The ismn github package implements methods to simplify the use of ISMN data in python. A function to create buddy groups in this package would allow, for example to
- Help inter-compare "similar" sensors and detect potential outliers / malfunctioning sensors from a data collection
- Enable combining the data from multiple sensors (e.g. to fill data gaps or generally improve the data quality) to end up with a "better" time series
- Potentially upscale measurements from multiple locations to create a "more representative" time series from point-wise in situ measurements for soil moisture dynamics at the satellite scale (multiple kilometres)
Task description
The task is to implement methods, probably to the Sensor class (e.g.
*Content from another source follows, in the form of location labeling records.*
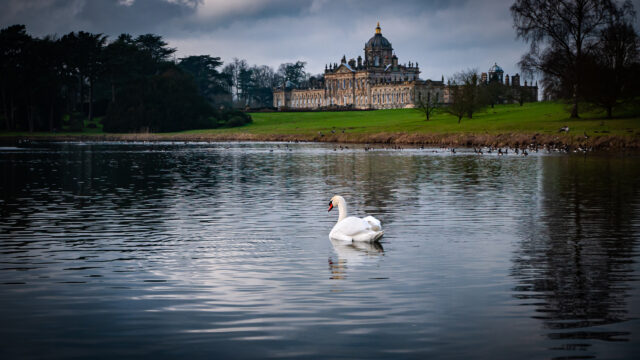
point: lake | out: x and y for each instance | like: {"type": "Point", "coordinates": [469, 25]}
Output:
{"type": "Point", "coordinates": [202, 251]}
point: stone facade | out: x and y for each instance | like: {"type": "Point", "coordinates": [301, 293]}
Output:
{"type": "Point", "coordinates": [376, 82]}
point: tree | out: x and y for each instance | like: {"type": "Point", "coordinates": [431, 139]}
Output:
{"type": "Point", "coordinates": [465, 95]}
{"type": "Point", "coordinates": [473, 98]}
{"type": "Point", "coordinates": [264, 80]}
{"type": "Point", "coordinates": [495, 92]}
{"type": "Point", "coordinates": [613, 64]}
{"type": "Point", "coordinates": [233, 70]}
{"type": "Point", "coordinates": [14, 42]}
{"type": "Point", "coordinates": [155, 47]}
{"type": "Point", "coordinates": [210, 82]}
{"type": "Point", "coordinates": [456, 105]}
{"type": "Point", "coordinates": [293, 72]}
{"type": "Point", "coordinates": [560, 30]}
{"type": "Point", "coordinates": [428, 103]}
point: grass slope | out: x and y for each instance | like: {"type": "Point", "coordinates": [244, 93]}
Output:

Sensor.is_buddy_sensor(self, other: Sensor) -> bool) and/or ISMN_Interface class (e.g. ISMN_Interface.find_buddies_for_sensor(candidate_id, <SELECTION KWARGS>) -> list[Sensor], that allow creating groups of "similar" sensors (providing sufficient (initial) options for a user to define what "similar" means for their application). This should done within the scope of the available metadata that is provided for each ISMN sensor (e.g. in terms of their location or distance from each other, their measuring depth and maybe some of the metadata classes, e.g. measurement in the same climatic regions)
The focus on this task is on the initial implementation of such a feature and not on various defintitions of a sensor buddy.
Mockup examples
This is how the function could be used
>> from ismn.interface import ISMN_Interface
>> ismn = ISMN_Interface("/path/to/downloaded/ismn/data")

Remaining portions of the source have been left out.